如此一來只有出項卻沒了進項,說好的用這些商稅,償還張承業內庫的墊款就變成了“空頭支票”。

小李子弄的本來就都是新鮮事物,張承業也是心裡一個勁的打鼓,以至於最近總是寢食難安的。

結果李存勖那邊,還真的幹出了欠款不還的事情,眼見這廝就要混成“老賴”,張承業一咬牙索性就跑到府衙坐等收款,大有李存勖不還錢,他就“在這沙家浜紮下來”之勢。

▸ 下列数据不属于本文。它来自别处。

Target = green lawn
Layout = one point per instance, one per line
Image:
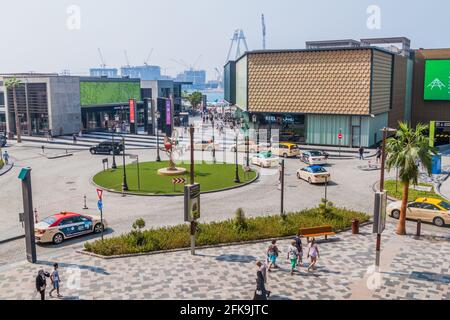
(413, 194)
(210, 176)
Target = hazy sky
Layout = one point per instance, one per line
(35, 35)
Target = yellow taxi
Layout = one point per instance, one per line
(286, 150)
(432, 210)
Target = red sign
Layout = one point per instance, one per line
(132, 110)
(100, 194)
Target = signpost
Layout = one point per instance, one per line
(192, 209)
(28, 216)
(100, 207)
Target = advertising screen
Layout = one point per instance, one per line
(437, 80)
(94, 93)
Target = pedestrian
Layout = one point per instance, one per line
(6, 157)
(260, 293)
(361, 153)
(272, 255)
(292, 256)
(299, 245)
(379, 151)
(263, 268)
(56, 280)
(313, 252)
(41, 282)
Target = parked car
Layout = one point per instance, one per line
(106, 147)
(314, 157)
(286, 150)
(264, 160)
(314, 174)
(3, 140)
(426, 209)
(65, 225)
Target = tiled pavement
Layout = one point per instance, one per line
(419, 270)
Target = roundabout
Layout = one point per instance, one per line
(212, 177)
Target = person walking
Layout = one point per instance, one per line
(41, 282)
(272, 255)
(313, 252)
(299, 245)
(378, 154)
(6, 157)
(56, 280)
(361, 153)
(293, 256)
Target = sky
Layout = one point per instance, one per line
(52, 36)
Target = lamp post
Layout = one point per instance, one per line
(236, 180)
(157, 115)
(124, 183)
(114, 165)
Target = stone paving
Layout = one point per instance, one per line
(419, 270)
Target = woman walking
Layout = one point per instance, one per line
(272, 255)
(313, 252)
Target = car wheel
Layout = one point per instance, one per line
(58, 238)
(439, 222)
(98, 228)
(396, 214)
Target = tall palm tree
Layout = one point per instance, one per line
(13, 83)
(404, 151)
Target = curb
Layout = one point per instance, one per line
(7, 170)
(223, 245)
(172, 195)
(12, 239)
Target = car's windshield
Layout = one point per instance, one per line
(49, 220)
(445, 205)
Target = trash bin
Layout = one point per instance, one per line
(436, 165)
(355, 226)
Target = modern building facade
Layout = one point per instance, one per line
(315, 94)
(44, 102)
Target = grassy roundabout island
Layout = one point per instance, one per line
(210, 176)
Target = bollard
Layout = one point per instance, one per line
(419, 227)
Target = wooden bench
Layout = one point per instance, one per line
(317, 232)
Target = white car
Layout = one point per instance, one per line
(314, 174)
(264, 160)
(314, 158)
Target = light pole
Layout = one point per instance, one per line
(114, 165)
(124, 183)
(157, 115)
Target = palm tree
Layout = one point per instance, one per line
(404, 151)
(13, 83)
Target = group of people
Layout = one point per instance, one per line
(41, 282)
(294, 255)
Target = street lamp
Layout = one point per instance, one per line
(124, 183)
(114, 165)
(157, 115)
(236, 130)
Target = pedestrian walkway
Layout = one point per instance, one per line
(410, 270)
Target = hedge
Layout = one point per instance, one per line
(230, 231)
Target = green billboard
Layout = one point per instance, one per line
(437, 80)
(95, 93)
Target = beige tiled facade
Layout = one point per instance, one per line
(319, 82)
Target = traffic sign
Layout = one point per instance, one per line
(100, 205)
(100, 193)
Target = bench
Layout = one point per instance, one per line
(317, 232)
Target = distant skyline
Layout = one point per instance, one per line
(47, 36)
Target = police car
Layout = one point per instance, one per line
(65, 225)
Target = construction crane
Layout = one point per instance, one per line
(102, 60)
(148, 57)
(263, 21)
(238, 38)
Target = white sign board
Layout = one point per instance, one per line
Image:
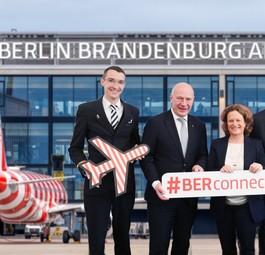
(204, 184)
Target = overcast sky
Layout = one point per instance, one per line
(132, 15)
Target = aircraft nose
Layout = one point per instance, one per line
(3, 183)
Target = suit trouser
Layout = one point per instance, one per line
(261, 232)
(98, 209)
(176, 218)
(237, 223)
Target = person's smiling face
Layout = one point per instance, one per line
(235, 123)
(113, 84)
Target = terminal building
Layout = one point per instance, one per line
(45, 76)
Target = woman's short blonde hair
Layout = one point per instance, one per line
(244, 111)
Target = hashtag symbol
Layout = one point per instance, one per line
(173, 185)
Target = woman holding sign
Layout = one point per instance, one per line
(237, 216)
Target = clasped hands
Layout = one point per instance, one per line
(253, 168)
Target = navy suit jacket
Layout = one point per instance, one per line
(91, 121)
(161, 135)
(253, 152)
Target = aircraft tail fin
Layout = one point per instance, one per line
(3, 164)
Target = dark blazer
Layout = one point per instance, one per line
(91, 121)
(253, 152)
(259, 127)
(161, 135)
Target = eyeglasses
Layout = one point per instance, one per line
(113, 81)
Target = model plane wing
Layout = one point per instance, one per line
(65, 208)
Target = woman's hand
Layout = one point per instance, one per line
(255, 167)
(227, 169)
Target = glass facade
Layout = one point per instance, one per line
(38, 114)
(246, 90)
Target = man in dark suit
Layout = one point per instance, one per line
(94, 119)
(259, 132)
(162, 134)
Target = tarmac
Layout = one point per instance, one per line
(14, 245)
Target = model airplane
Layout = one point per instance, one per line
(29, 197)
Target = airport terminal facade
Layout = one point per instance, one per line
(45, 76)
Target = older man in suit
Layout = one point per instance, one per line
(259, 132)
(173, 150)
(117, 123)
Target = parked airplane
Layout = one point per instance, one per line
(29, 197)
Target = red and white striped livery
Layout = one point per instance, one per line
(29, 197)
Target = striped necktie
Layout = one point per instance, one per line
(114, 116)
(183, 135)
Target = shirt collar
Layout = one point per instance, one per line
(177, 117)
(106, 103)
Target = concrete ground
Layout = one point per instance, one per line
(200, 245)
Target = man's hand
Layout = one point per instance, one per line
(197, 168)
(160, 191)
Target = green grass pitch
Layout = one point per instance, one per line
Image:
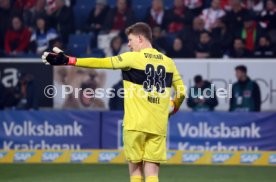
(119, 173)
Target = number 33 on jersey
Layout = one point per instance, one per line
(148, 76)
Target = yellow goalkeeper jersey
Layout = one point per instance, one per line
(148, 76)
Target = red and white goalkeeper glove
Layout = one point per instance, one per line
(57, 57)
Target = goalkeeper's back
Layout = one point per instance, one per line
(147, 82)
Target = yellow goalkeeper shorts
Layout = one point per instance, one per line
(140, 146)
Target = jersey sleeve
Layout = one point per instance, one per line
(122, 61)
(179, 87)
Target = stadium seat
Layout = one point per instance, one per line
(81, 12)
(112, 3)
(141, 3)
(76, 49)
(170, 38)
(81, 39)
(140, 12)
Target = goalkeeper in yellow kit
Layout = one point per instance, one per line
(149, 75)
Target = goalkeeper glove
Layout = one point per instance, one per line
(57, 57)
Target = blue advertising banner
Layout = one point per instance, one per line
(49, 130)
(220, 131)
(201, 131)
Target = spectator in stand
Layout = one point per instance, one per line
(42, 36)
(17, 38)
(264, 49)
(25, 92)
(22, 5)
(222, 37)
(178, 17)
(191, 35)
(159, 41)
(37, 11)
(179, 51)
(239, 50)
(62, 19)
(204, 48)
(195, 6)
(119, 17)
(97, 15)
(235, 16)
(116, 47)
(256, 5)
(197, 101)
(224, 4)
(250, 32)
(268, 16)
(210, 15)
(246, 95)
(2, 96)
(5, 13)
(155, 15)
(56, 43)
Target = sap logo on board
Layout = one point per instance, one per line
(249, 158)
(191, 157)
(22, 156)
(221, 157)
(79, 156)
(107, 156)
(50, 156)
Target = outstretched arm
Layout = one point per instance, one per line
(57, 57)
(180, 90)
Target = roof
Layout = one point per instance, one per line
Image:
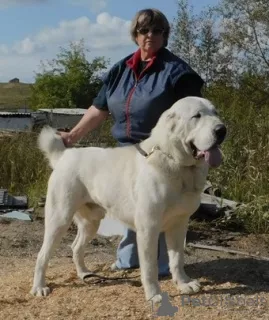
(69, 111)
(6, 114)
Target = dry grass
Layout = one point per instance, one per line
(71, 299)
(14, 95)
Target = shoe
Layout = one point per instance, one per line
(114, 267)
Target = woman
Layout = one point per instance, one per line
(136, 91)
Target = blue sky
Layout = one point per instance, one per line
(33, 30)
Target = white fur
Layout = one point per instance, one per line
(149, 195)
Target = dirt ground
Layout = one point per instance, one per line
(234, 287)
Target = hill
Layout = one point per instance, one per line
(14, 95)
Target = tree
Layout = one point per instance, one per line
(183, 37)
(245, 27)
(69, 81)
(195, 38)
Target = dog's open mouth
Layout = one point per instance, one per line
(212, 156)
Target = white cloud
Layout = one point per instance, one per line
(8, 3)
(106, 36)
(106, 33)
(93, 5)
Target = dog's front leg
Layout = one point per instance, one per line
(175, 237)
(147, 243)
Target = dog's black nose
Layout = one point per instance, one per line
(220, 132)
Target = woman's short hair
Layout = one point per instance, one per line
(150, 18)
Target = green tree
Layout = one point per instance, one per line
(69, 81)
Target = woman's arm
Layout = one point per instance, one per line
(91, 120)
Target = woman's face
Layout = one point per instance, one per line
(150, 39)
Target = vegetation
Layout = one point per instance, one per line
(229, 46)
(69, 81)
(14, 96)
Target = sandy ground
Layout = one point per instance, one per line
(234, 287)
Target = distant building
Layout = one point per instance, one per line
(62, 118)
(15, 80)
(14, 121)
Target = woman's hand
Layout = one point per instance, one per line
(66, 137)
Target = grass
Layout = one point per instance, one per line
(14, 95)
(22, 166)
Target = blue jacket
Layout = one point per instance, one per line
(136, 101)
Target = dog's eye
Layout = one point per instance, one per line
(197, 115)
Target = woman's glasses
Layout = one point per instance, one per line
(154, 31)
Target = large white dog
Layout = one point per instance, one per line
(151, 187)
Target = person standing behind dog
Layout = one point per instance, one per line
(136, 91)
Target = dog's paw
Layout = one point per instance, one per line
(40, 291)
(156, 299)
(191, 287)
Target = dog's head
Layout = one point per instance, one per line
(193, 127)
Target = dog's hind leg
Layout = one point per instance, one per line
(175, 244)
(147, 242)
(58, 218)
(87, 220)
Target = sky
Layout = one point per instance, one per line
(33, 30)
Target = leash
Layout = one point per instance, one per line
(101, 279)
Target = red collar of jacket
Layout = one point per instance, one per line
(133, 62)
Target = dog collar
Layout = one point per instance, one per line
(155, 148)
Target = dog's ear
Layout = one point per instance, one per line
(171, 119)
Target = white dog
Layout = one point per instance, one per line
(152, 187)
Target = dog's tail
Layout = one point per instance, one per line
(51, 144)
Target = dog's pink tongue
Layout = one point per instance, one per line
(213, 157)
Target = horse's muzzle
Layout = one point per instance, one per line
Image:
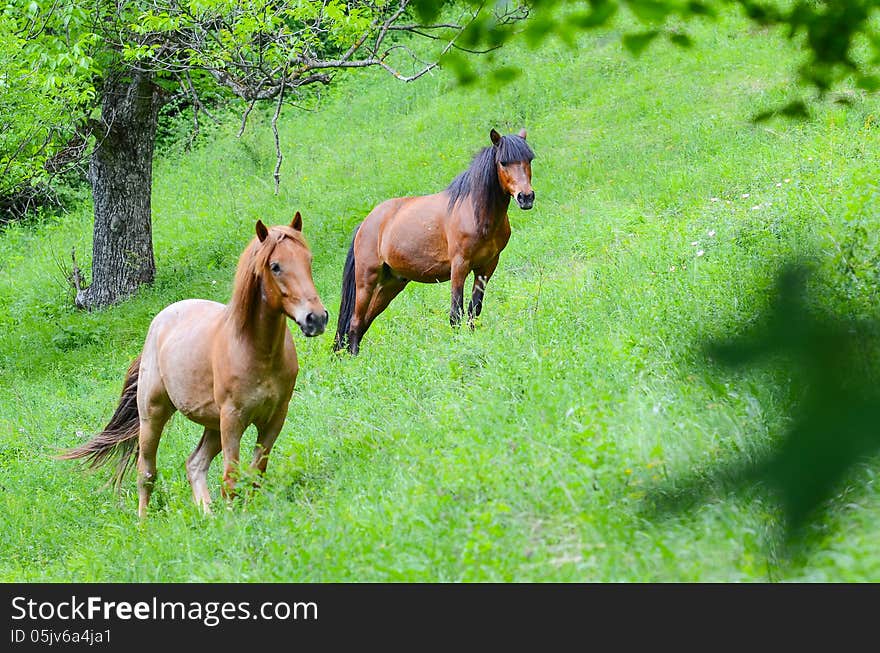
(525, 200)
(315, 323)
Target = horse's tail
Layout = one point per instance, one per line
(346, 303)
(119, 439)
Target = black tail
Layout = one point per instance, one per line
(346, 304)
(119, 439)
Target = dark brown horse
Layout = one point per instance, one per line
(223, 366)
(434, 238)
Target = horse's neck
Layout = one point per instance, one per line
(495, 215)
(265, 330)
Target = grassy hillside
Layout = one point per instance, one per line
(519, 452)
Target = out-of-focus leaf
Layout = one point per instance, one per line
(636, 43)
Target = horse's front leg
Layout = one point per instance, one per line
(232, 426)
(266, 436)
(458, 274)
(481, 278)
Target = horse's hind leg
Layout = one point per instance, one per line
(232, 427)
(266, 436)
(197, 466)
(460, 270)
(387, 289)
(152, 423)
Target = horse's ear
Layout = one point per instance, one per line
(262, 232)
(296, 223)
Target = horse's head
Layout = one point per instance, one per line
(287, 276)
(513, 161)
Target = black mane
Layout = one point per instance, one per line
(480, 180)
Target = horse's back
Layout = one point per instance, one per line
(410, 236)
(177, 359)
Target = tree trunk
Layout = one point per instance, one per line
(121, 175)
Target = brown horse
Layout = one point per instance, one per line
(223, 366)
(434, 238)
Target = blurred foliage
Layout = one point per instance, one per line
(841, 38)
(832, 365)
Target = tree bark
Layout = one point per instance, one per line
(121, 176)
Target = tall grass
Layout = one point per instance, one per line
(518, 452)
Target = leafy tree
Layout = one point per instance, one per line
(105, 69)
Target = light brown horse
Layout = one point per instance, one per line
(223, 366)
(433, 238)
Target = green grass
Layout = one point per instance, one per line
(519, 452)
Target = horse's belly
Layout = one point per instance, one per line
(416, 250)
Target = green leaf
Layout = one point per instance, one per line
(650, 11)
(681, 40)
(636, 43)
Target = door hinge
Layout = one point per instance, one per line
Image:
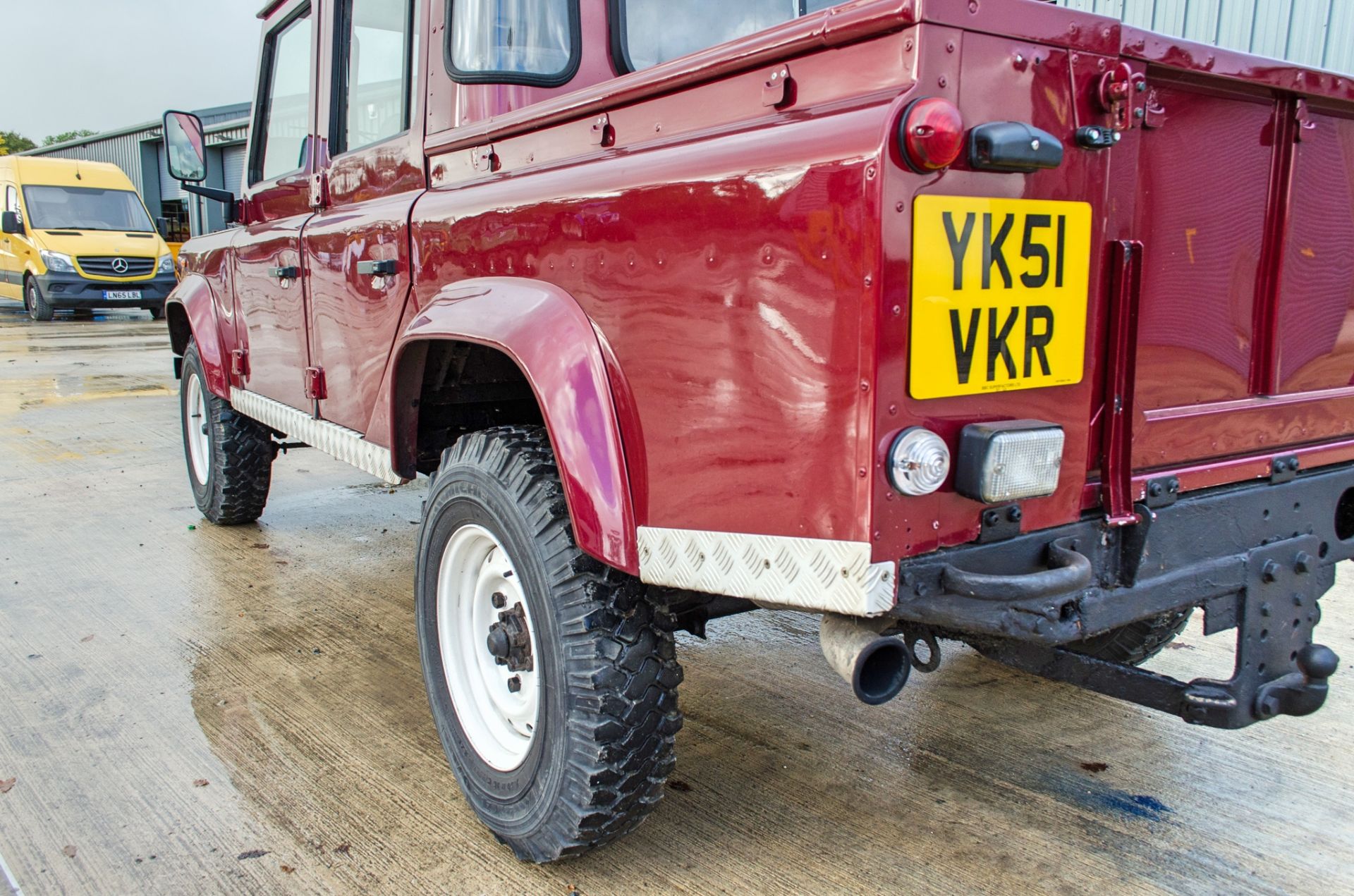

而恰好這幾天李存勖跑到滄州,去給父王示警,這下便苦了馮道,他是好話說盡,最後賭咒發誓,哪怕是賣兒賣女也要將墊款還清,終於把監軍使勸了回去。

可這也並非是長久之計,窟窿是上官捅出來的,沒道理真要他一個司倉傾家蕩產吧,所以李存勖一回來他便找上門來,表示這口“鍋”太大,屬下真的是扛它不動呢。

李存勖聞言也是腦袋瓜子嗡嗡的,他真的沒有想到,為何在別人身上,這些問題都是迎刃而解,偏偏到了他這裡就是麻煩一籮筐呢,這還怎麼走爽文路線吶?

想到這裡他遲疑了一下,然後對著馮道開口道:“馮司倉,要不....這裡就交給你了,我....還是回去做紈絝比較好”,說著轉身作勢就要往外跑。

可才抬腿就覺得身子一滯,低頭一看只見馮道五體投地般的趴在地上,雙臂緊緊抱住李存勖的大腿,如喪考妣一般的哀嚎道:“明府!您可不能走啊,您這一走卑職可怎麼辦啊,還請明府看在往日的情分上,拉兄弟....不,拉卑職一把啊!”。

見馮道如同地痞一般撒潑打滾,李存勖也不禁仰天長嘆了一聲。他並不清楚,治大國是否真的如烹小鮮,但眼下如何做好一個撫民官,看來還要在新手村多加練習啊!

其實為官一任牧守一方,又哪裡有那麼容易。李存勖前世不過就是一個混跡於各種公司,擅長划水摸魚的老油條而已,驀登高位沒有絲毫的從政經驗,出了問題自然是再正常不過的事情了。

其實古人也是人,現代社會該有的問題,在這裡一樣會出現,只不過形式不同罷了。

特別是這傢伙主持的“河東新政”,件件都是發古人未有之先例,具體該怎樣落實不要說馮道,就連張承業的心裡也沒底,不然他也不會厚著臉皮,上門催討墊付的款項了。

也就搭著李存勖的命好,託生到了晉王府,上面有個無比強悍的老爹罩著,否則的話,呵呵....,去看看同時期地球的另一邊,對於像他這種經常冒出奇思怪想的人,下場就是直接綁上火刑柱,先芭比Q了再說。

所以,對於這一點李存勖到是常懷感恩之心的,幸好開局段位高,這要是落到平民小戶的家裡,再一路的打怪升級,恐怕還沒熬出頭,就先把自己給熬死掉了呢。

既然條件、基礎都已經給到位了,就算沒有那些倉庫啊、空間戒指什麼的,也還是能做出點事情的,所以他只是發發牢騷而已,哪裡又真的會一走了之,那樣就太不負責任了,回家一樣會被老爹爆錘。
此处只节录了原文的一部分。